Saturday, January 23, 2010

Jean Simmons R.I.P.

Guardian obit:
The capricious [Howard] Hughes ill-used her talent. She flourished, however, as soon as she broke free of him, becoming for more than a decade one of the dominant performers in an industry where the studio system was in decline. The first great part was playing the Roman patrician converted to Christianity in the widescreen epic The Robe (1953), the first feature made in CinemaScope.

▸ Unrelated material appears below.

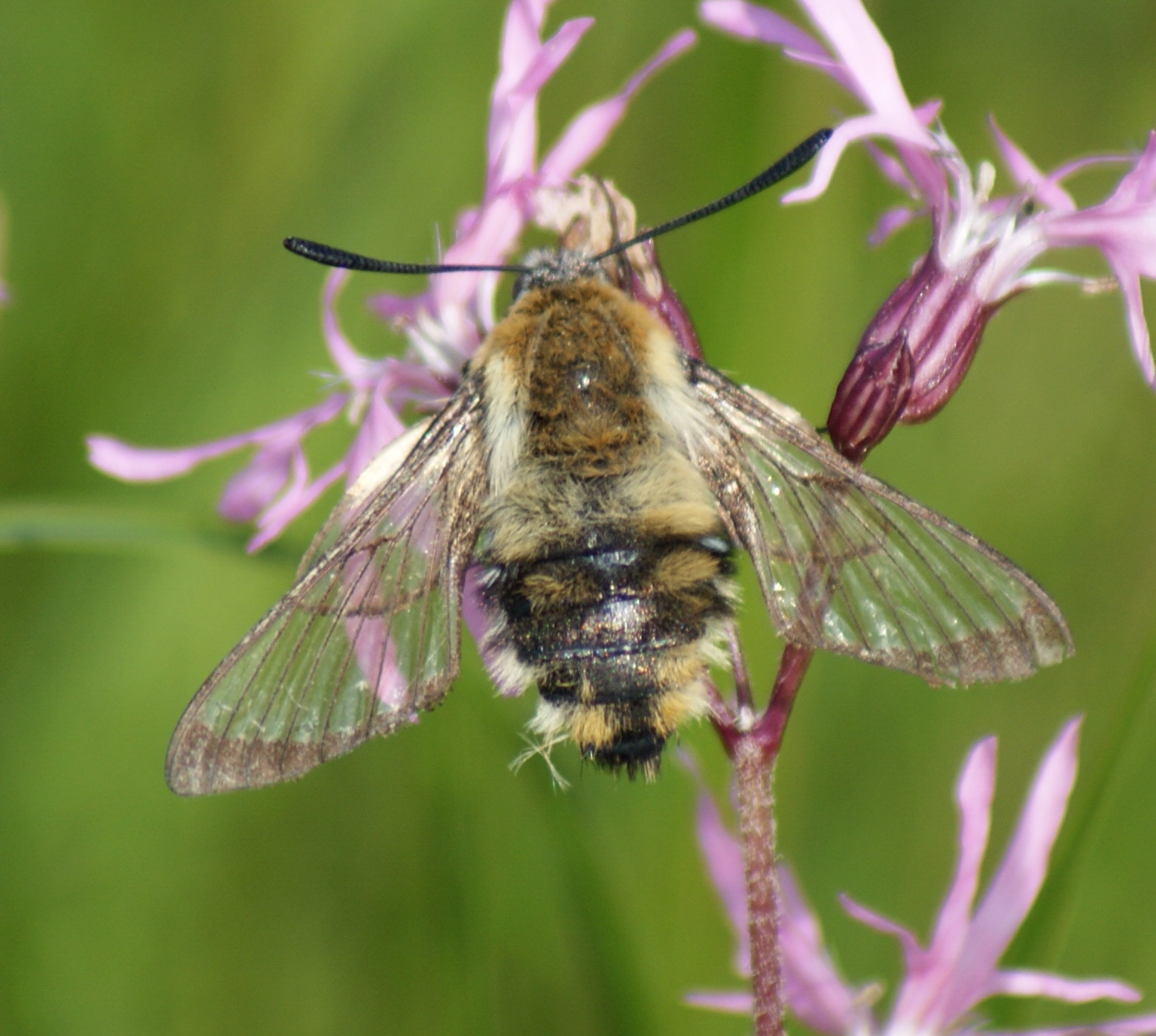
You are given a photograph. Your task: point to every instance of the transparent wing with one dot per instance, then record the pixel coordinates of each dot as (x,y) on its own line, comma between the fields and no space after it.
(847,563)
(367,637)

In it she acted opposite Richard Burton, and at different times she co-starred with Robert Mitchum, Spencer Tracy (she called her first child Tracy Granger), Gregory Peck, Paul Newman, Marlon Brando, Burt Lancaster and Cary Grant, and was directed by Otto Preminger, George Cukor, Joseph L Mankiewicz, William Wyler, Stanley Kubrick, Stanley Donen and her second husband, Richard Brooks (with whom she had a daughter named Kate after Katharine Hepburn).

She appeared with Marlon Brando...
in 1955 for Guys And Dolls, the Samuel Goldwyn-produced musical in which Simmons is Sarah Brown, a Salvation Army-style reformer conned into a weekend fling in Havana by gambler Sky Masterson.

She loved the rehearsals for that film, Simmons recalled in 1988, "especially the dancing routines with Marlon trying not to step on me and choreographer Michael Kidd looking very worried".

"I got to sing," she added, "because Sam Goldwyn said, 'You might as well wreck it with your own voice than somebody else's'."